A friend recounted her visit to a family member in an assisted living facility. Not only did she spend time with her relative, she also had a long chat with a few other residents and their families. “I don’t think we do that enough,” she said, explaining how the group—varied in age and life experience—simply enjoyed each other’s company.
I was reminded of her story a few weeks later when I went to check out a piano for sale. The gentleman who owned it invited us into his home to see and play the instrument. In the few minutes that followed, he shared stories of his life with his wife, the piano player in the family who died nine years ago. They have a son on the mission field. He himself started a Bible study at his church almost 40 years ago—and it’s still going, he said.
His stories, of family life and longevity in the faith, were a surprising encouragement. I thought I might leave with a piano (or at least the promise of one). I got that and more—we enjoyed each other’s company, and I walked away appreciating the testimony of someone who has spent more years than I have so far walking with Jesus.
Scripture says “understanding comes with long life” (Job 12:12) and “gray hair is a crown of glory” (Proverbs 16:31). Those passages are an encouragement to me in the middle years of my own life, as I benefit from the experience of people older than me. I’m also finding wisdom isn’t limited by generation.

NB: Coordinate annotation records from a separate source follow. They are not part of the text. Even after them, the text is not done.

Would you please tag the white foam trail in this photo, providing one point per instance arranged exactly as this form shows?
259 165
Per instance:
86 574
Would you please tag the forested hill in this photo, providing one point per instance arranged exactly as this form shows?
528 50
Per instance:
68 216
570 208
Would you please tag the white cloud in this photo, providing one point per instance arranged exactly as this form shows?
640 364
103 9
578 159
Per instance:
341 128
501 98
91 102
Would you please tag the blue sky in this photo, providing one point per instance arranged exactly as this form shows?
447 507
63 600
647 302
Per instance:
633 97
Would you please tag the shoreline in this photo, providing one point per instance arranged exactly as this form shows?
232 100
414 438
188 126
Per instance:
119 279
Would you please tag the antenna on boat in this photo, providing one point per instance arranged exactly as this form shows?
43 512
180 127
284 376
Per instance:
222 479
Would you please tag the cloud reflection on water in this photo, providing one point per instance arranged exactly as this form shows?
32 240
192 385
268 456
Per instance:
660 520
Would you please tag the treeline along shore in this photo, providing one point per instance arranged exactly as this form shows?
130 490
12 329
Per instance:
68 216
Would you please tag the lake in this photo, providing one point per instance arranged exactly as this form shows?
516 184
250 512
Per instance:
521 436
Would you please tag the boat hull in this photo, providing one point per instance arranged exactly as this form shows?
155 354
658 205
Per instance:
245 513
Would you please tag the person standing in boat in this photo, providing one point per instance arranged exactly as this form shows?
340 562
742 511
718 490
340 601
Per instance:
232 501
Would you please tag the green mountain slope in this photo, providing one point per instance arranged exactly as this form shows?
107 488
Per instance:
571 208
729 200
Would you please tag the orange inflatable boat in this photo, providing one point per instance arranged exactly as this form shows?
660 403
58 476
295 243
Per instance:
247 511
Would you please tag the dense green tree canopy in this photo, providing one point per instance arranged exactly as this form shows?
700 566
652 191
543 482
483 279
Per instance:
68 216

I recently started meeting with a small group of women 15 years younger than me. They are bold and missional in everything they do. They invite friends over for dinner at the drop of a hat. They are unafraid to share what they have. They give freely of their time and energy. They are setting an example for believers “in speech, in conduct, in love, in faith, and in purity”
(1 Timothy 4:12).
I’m often tempted to stick with the social circle I know, people who are in my same age and stage of life. Too rarely do I have the patience to listen to those older than me, or the grace to learn from those who are younger. I’m grateful for these brief years in the middle, and prayerful I’ll remember to reach my arms wide in both directions.
Meredith Day Flynn is a wife and mother of two living in Springfield. She writes on the intersection of faith, family, and current culture.